A shortage of farm finance, reflecting government pressure on growers to sell wheat on the cheap, represents one of the biggest risks of Kazakhstan wheat production – and exports - fulfilling expectations of a sharp rebound.
US Department of Agriculture attaches forecast a revival of nearly 50%, to 14.5m tonnes, in Kazakh wheat production, assuming no repeat of the drought which devastated last year's crop.
Official estimates show spring soil moisture reserves "varying between average and slightly below average", leaving forecasts for the harvest "better than the disastrously dry year of 2010", the attaches said in a report filed from the Kazakh capital of Astana.
The forecast, and estimate of a 40% jump to 7.1m tonnes in the country's wheat exports, were in line with those from Rabobank analysts on Friday after a field trip to the Black Sea agricultural region.
The country typically ranks sixth or seventh among world wheat exporters.
However, the attaches highlighted that Kazakh farmers had not only suffered weak yields last year, but failed to benefit in full from the run up in prices stoked by the dismal Black Sea harvests, after selling grain early to ease a cash flow squeeze.
Attache forecasts for Kazakh wheat, 2011-12, (year on year change)
Area harvested: 13.5m hectares, (-6.9%)
Production: 14.5m tonnes, (+49%)
Exports: 7.1m tonnes, (+42%)
Domestic consumption: 6.8m tonnes, (+17.2%)
Year end stocks: 3.39m tonnes, (+23%)
"Farmers flooded the market with their grain to get cash immediately in order to lower the debt they accumulated for the spring field work.
"Financing grain production will be one of the most serious problems in 2011."
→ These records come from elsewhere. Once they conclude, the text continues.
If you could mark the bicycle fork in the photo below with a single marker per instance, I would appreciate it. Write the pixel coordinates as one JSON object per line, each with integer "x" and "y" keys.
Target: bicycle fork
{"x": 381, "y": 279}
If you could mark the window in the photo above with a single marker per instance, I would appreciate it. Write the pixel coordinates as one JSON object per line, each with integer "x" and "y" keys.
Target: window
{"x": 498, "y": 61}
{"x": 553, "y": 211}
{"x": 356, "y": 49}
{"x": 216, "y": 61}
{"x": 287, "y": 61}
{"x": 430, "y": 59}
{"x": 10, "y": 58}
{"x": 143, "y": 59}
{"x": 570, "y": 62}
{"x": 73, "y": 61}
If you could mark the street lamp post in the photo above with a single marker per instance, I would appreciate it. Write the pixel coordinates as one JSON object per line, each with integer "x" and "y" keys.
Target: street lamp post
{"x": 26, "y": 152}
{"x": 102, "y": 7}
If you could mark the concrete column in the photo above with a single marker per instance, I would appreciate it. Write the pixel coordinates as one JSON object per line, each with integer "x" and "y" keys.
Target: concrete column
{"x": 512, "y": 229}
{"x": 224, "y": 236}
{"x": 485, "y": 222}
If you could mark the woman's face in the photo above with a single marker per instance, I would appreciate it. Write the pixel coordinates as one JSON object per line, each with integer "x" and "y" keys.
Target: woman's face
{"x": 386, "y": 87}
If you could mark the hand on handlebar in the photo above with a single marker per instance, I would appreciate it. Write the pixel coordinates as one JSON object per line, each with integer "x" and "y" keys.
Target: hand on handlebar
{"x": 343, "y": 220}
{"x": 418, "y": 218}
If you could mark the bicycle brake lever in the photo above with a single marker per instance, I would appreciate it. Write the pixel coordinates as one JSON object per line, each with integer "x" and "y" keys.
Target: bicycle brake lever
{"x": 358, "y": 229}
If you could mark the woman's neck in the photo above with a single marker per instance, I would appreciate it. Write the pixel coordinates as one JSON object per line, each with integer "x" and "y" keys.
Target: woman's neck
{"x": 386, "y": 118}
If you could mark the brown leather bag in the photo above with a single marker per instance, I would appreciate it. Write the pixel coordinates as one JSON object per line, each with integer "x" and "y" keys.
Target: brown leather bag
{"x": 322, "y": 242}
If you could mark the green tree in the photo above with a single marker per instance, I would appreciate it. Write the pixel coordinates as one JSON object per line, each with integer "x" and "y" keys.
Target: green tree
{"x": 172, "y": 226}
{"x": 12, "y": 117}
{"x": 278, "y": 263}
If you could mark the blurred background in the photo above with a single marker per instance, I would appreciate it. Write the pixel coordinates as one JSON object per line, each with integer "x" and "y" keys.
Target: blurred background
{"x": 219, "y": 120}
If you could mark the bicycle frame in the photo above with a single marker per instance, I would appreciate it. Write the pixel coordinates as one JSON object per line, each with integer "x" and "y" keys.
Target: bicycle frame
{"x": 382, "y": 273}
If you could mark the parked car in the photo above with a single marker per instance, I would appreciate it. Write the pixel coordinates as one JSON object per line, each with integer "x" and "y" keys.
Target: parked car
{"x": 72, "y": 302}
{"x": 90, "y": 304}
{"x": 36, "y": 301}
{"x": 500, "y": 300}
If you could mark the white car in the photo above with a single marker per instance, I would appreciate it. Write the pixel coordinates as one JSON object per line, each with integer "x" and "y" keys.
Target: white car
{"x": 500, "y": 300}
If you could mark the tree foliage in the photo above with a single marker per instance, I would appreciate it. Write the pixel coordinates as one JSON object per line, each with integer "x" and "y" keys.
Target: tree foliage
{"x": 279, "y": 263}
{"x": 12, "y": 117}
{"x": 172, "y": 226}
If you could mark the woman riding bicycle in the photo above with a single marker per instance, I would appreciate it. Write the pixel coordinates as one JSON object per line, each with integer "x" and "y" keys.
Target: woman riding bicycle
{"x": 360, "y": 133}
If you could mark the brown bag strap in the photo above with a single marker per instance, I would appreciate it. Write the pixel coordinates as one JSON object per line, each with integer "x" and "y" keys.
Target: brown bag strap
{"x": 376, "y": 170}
Farmers' cash squeeze had been exacerbated by coercion to sell to the state grain body, the National Company Food Contract Corporation, at prices up to 25% below market to boost government reserves.
"As expected, grain producers tried to avoid selling their products to Food Corporation," the briefing said.
"However, there is evidence to suggest that the local government administrators applied considerable pressure to producers to sell to the Food Corporation."
There was also evidence that the Ministry of Agriculture had "applied considerable pressure to producers to take a loss and sell" to the corporation, whose holding company includes on its board Kazakhstan's deputy prime minister and senior ministry officials.
Rabobank also forecast a strong recovery, to 11m tonnes, in wheat exports from Ukraine, which is grouped with Kazakhstan and Russia among the Black Sea agricultural states who gained a reputation for cut-price grain exports until last year's weather setbacks forced curbs on shipments.
However, shipments from Russia, historically the region's largest exporter, will remain muted, at 5m tonnes, given setbacks to sowings from a dry autumn and late spring.
"The Black Sea region is unlikely to return as a major wheat exporter in 2011-12," the bank said.
"The region's hangover from last year's drought and increased politically enforced restrictions, in our view, will prevent an influx of low-cost wheat availability to the global market."